Hundreds lined the road outside Pyapon this week, squatting in the midday heat with only propped-up palm leaves or tree branches with pieces of cloth flung over them as shelter, hoping for handouts from the occasional passing car.

The government has ordered them not to beg, the refugees said, so only children rushed up to a stopped car with their hands out; the adults just waited, looking beseechingly. Military trucks passed by daily shouting orders over bull horns to leave the road and return home, these people said, though they have nowhere else to go.
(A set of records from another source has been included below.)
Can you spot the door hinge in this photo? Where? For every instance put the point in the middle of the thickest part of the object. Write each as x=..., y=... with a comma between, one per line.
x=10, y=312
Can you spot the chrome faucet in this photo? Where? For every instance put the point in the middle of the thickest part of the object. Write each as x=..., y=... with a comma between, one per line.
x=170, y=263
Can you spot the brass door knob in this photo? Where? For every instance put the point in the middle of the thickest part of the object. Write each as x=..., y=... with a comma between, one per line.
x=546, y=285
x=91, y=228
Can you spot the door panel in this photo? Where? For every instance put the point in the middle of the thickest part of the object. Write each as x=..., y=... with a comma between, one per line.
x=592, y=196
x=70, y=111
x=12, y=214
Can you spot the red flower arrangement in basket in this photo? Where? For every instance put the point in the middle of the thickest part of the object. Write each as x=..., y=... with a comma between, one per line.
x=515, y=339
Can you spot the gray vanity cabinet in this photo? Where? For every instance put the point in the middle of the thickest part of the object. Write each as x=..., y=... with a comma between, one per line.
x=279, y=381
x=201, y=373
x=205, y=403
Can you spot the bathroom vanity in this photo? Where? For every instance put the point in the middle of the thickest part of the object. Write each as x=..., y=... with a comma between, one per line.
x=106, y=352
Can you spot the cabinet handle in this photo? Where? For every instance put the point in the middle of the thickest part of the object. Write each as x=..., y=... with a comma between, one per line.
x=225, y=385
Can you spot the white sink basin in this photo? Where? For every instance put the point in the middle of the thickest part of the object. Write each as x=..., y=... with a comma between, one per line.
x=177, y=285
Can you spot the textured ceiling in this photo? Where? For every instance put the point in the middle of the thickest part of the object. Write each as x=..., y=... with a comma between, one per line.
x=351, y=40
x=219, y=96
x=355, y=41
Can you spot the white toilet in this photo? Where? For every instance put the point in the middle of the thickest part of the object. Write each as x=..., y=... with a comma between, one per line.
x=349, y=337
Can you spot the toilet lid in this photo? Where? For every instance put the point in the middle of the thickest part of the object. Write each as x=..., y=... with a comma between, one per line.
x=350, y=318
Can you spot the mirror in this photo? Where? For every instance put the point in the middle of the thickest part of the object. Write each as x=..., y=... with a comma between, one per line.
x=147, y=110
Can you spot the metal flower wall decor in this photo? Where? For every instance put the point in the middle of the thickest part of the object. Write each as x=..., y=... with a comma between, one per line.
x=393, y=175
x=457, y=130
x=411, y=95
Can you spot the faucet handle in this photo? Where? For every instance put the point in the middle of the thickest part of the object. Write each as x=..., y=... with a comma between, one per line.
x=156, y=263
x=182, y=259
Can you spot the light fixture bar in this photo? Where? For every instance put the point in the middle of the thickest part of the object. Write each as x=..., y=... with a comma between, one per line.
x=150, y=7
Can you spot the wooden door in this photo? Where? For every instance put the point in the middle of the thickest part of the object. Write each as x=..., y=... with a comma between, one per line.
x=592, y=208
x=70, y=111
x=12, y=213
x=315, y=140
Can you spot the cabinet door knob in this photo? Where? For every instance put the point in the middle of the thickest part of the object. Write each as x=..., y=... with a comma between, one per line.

"We live from hand to mouth. We have no buffaloes," said Aye Shwe, adding that he hoped to get permission to remain with his family in their lean-to for the next three months until the monsoon rains end. Asked if he thought that was likely, he looked down and did not reply.

Survivors put to work
The military junta has declared the emergency relief phase of the disaster over and announced reconstruction has begun, ordering able-bodied cyclone survivors to work details, according to aid workers and delta residents.

In the nearby town of Bogalay, where 120 refugees were crammed into the Sankyaung monastery, filled with the sound of rattling coughs and wailing children, the abbot said some survivors had been ordered to construction sites by soldiers.

"Some of the survivors were sent to Ma-ubin last week to build roads now that reconstruction has started," said the monk, Kawvida, adding he'd heard they were being paid a day wage of about 1,000 kyats — or $1. "They have told me that they are being exploited by some generals."

He said survivors were given picks and ordered to break up large boulders into pieces of rock for road construction.